Jack cannot help himself. He cannot look away from his window that faces the apartment across the alleyway from his – into the apartment of a woman who has captivated his heart. Somehow, he has found himself in love with her, or at least with everything he imagines to be her. And when he meets her, months later, Elizabeth seems to be everything he dreamed she would be. They connect on an instinctual level, sharing their affinity for all things non-conformist, radical 90’s music and art, rebellion against capitalism, an overall cynicism toward traditional life. But as they age, they fall into patterns they never expect – marriage, parenthood – that challenge their prior efforts to shed their respective, traditional, pasts. And gradually, their pasts slowly seep back into their present, as a reminder of who they really are, at their fundamental truth.
I honestly had varying reactions to this book as I read through it. There some passages that I felt were so unwieldy and wordy that I felt my eyes glaze over – but then there were other entire sections that were so well-written and brilliant that I was so glad I read the book.
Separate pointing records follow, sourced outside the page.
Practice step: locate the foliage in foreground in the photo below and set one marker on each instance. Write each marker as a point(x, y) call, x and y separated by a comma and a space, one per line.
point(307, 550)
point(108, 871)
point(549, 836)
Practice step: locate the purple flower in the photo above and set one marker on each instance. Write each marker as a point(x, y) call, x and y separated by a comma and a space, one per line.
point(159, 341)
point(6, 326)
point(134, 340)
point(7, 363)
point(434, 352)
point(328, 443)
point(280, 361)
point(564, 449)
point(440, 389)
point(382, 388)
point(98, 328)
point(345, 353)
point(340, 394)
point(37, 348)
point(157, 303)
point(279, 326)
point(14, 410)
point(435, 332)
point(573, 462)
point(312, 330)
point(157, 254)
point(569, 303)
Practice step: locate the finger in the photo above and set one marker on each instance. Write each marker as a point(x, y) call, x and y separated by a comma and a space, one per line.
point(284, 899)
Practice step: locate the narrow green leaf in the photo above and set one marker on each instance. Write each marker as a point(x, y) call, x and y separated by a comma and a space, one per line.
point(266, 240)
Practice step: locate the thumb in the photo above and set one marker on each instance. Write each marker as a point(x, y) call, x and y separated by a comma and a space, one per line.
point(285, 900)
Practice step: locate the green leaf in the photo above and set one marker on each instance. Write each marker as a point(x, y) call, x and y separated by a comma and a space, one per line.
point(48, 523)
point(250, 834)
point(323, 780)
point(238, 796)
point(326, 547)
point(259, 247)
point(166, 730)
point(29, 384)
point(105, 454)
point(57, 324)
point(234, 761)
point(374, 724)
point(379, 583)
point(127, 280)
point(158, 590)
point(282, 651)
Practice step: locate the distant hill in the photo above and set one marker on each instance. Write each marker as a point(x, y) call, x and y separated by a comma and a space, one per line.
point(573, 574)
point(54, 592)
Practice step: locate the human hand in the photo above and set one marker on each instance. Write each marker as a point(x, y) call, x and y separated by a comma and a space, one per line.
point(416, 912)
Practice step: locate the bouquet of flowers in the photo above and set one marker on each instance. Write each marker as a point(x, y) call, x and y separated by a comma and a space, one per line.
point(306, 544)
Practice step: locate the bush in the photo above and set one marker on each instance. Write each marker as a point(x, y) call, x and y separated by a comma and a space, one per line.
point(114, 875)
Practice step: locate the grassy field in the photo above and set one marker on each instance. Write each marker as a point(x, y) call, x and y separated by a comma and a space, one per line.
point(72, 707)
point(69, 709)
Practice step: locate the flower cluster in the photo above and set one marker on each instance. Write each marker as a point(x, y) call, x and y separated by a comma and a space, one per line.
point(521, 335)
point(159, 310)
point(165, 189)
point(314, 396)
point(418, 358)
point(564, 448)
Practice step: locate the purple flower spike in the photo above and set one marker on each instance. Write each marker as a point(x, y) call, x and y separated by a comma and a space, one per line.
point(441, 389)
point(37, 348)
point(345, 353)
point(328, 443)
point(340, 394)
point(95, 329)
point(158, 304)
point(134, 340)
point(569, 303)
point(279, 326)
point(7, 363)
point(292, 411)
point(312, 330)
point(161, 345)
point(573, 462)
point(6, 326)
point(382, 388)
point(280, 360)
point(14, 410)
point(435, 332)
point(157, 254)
Overall, I felt it was worth the read and that it had multiple messages that were important, but it was not without its effort.
There is tremendous symbolism here, so much to learn from these characters. Both Jack and Elizabeth come from families with deep pathology, and both raised with minimal affection or love. This void is apparent both in their inability to communicate effectively and/or honestly to each other, and in the absence of meaning in what each of them do professionally (Jack’s photography without taking pictures and Elizabeth’s use of only placebo to treat her clients). They deal in nothingness, as one character accuses them of – and this deeply resonates.
Where the narrative becomes onerous is in the occasional weedy explanations that feel like rabbit holes the author drags us down. For example, we are taught in mind-numbing detail about the algorithms of Facebook and how they operate to create the echo chambers we find ourselves in. And yes, it allows us to see just how Jack’s father, much to Jack’s chagrin, has become radicalized, step by step, committed to his conspiracy theories and deeply entrenched in a subculture of lies – but we might have learned this in a few paragraphs rather than a few chapters.
Overall, however, it is a clever story, with layers of detail and plot lines, interesting characters, and lessons to learn. Not a MUST READ, as I had been expecting, but it is a worthy read in the end, in my opinion.